Business plans

A key reason why many start-up businesses fail

Here my short (impromptu) video on why I believe many business start-ups fail.

The old adage that “cash is king” remains as true as ever today, however, there is something else that I am increasingly seeing that can put the future survival of new businesses in jeopardy.

This issue is that: many startups fail to define upfront the market need or problem that their product or service will solve.

Seems obvious right?

You would think so but with so many new businesses looking to innovate into new areas and with technology providing an increasingly affordable platform on which to build new businesses, this consideration sometimes seems to get sidelined – typically until businesses seek funding and / or its too late.

So focus now on that particular market failure or wider need that your future business will plug in the world? What need are we anxiously waiting for you solve by creating your business? What frustrates you (and many others?) that your business will crack?

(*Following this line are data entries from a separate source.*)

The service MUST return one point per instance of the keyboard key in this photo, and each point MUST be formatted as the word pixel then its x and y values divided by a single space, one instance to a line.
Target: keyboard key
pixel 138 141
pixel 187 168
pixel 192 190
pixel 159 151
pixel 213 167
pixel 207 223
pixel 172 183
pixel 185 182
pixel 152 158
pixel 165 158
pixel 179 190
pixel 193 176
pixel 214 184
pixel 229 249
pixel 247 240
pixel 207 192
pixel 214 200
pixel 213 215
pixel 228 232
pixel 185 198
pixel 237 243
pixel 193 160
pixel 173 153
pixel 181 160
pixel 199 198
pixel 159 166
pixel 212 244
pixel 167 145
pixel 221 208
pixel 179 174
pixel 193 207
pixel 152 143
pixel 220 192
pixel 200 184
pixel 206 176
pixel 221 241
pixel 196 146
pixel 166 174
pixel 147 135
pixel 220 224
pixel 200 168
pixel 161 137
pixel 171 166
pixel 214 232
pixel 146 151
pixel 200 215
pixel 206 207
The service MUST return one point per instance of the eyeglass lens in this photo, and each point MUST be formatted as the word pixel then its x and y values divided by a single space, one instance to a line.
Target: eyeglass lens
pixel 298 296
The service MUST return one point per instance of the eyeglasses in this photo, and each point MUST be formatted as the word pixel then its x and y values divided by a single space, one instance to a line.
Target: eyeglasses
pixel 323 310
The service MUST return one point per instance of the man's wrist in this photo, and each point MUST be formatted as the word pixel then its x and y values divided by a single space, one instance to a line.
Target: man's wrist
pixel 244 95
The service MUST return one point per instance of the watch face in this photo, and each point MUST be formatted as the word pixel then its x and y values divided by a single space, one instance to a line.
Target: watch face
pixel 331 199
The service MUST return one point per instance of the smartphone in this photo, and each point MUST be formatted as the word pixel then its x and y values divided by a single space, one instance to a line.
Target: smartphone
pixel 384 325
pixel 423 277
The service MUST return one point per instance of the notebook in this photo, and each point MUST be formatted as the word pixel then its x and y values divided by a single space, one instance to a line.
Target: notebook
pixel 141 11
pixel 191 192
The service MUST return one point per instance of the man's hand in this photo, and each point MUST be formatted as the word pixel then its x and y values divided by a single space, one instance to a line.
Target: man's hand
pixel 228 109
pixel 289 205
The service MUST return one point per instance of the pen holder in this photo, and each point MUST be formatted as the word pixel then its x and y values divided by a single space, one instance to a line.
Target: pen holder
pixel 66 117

Be clear on the problem and your business solution and you will be one step ahead in defining future revenues and a potentially profitable business.

Seeking Seed Funding: 12 tips for early stage startups

I was recently put on the spot at a Technology event and asked how much I would charge for assisting a tech startup in preparing a business plan to secure investment funding.

I answered “it depends”.

A cop-out? Not in my opinion. Why?

Because it depends on where you are in the investment cycle.

If you are seeking early stage seed capital then spending hours (and lots of cash on professional fees) on a detailed business plan will probably turn out to be a waste of time because most investment managers or angel investors will be interested solely in:

  1. the scale of the market opportunity and
  2. the commitment/enthusiasm/experience of you and your team.

The rest is all pie-in-the-sky – you know it and they definitely know it!

But as an early stage start up, how do you make the right first impression to be able to enter into meaningful conversations with potential investors and ultimately pave the way to attract venture or angel funding?

You need an introductory prospectus flyer or one-page teaser that hits the key points of interest to an investor. Getting the content and tone right is key.

Here are some of the key questions I think early stage start-ups should be addressing:

  1. What’s the open goal in the world that your product or service will  fill? Killer question demanding a killer answer.
  2. What is it that your competitors are not delivering or are incapable of delivering? (Don’t over flatter yourself. They are already up and running. You are not. Be courageous enough to acknowledge their strengths but pick out the areas where you plan to differentiate and thrive.)
  3. How would your customers describe the pain they are suffering and how does your product or service solve this? What would they do without you? (perish the thought!)
  4. How much more will it cost to get your product or service out to customers? Is it finished and ready to roll or do you need more investment in product development and research?
  5. Where has the technical know how come from? Are you entitled to commercialise the rights? e.g. Is it coding that you as founders developed yourself or have you used third party software or coding (other than open source)?
  6. How will you reach out to your customers? What is your planned mode of attack? Distribution channels? What will it cost? Is there anyone out there who you can partner with? If so, who? Be specific. Don’t say that you’ll rely on word of mouth or viral marketing or solely on some mode of social media. It could happen. That’ll be a bonus. But don’t hang your hat on it.
  7. How will you continue to grow sales or revenue without incurring a corresponding increase in costs? The posh phrase is “is it scalable?”. Investors like scaleable businesses. Why? The clue’s in the question.
  8. How easy will it be for others (especially your competitors) to copy you? Again, posh phrase is “do you have any barriers to entry?”. Barriers to entry might include technical know-how that could take competitors months or even years to crack – even better if you have patent protection. How much might it cost for your competitors to get up to speed? Would it be possible for you to set up quietly and hoover up a discreet market? You could them move onto another market niche or segment and another before the big players have cottoned onto this new challenger in their midst. This buys you time and the chance to build a fighting fund of cash and expertise before you go head-to-head…
  9. What’s the 3 – 5 year vision? Sure, things will change. You don’t have a crystal ball but you need a road plan with target dates and milestones. When will you break-even? When will you hit £X’000 revenue and profits etc?
  10. What are the big unknowns? What could go wrong and what steps are you taking now to mitigate these risks?
  11. Are there any other success stories in your sector? What values did they exit for and how quickly did they do it? Where did they make mistakes and what will you do differently?
  12. What’s your story? Where have you and your fellow founders emerged from? Do you have stories of previous success in similar sectors? Have you built and sold other businesses? Are you from a corporate role which is aligned with your new venture thereby giving you valuable inside track experience? Are any of the founders still in fulltime employment and what are the plans for taking this business to the next level? Investors will want to see enthusiasm, passion and ideally a proven track record of success and relevant experience. (Avoid flossing up your previous experience with overly grandiose claims. Stick to the KISS mantra – Keep It Simple Stupid!).

Concentrate your mind on these sorts of issues and it should save you a lot of time, effort (and cash!) in securing investor funding.

This list will no doubt keep on expanding but please suggest any other key criteria that you think is key for startups seeking funding.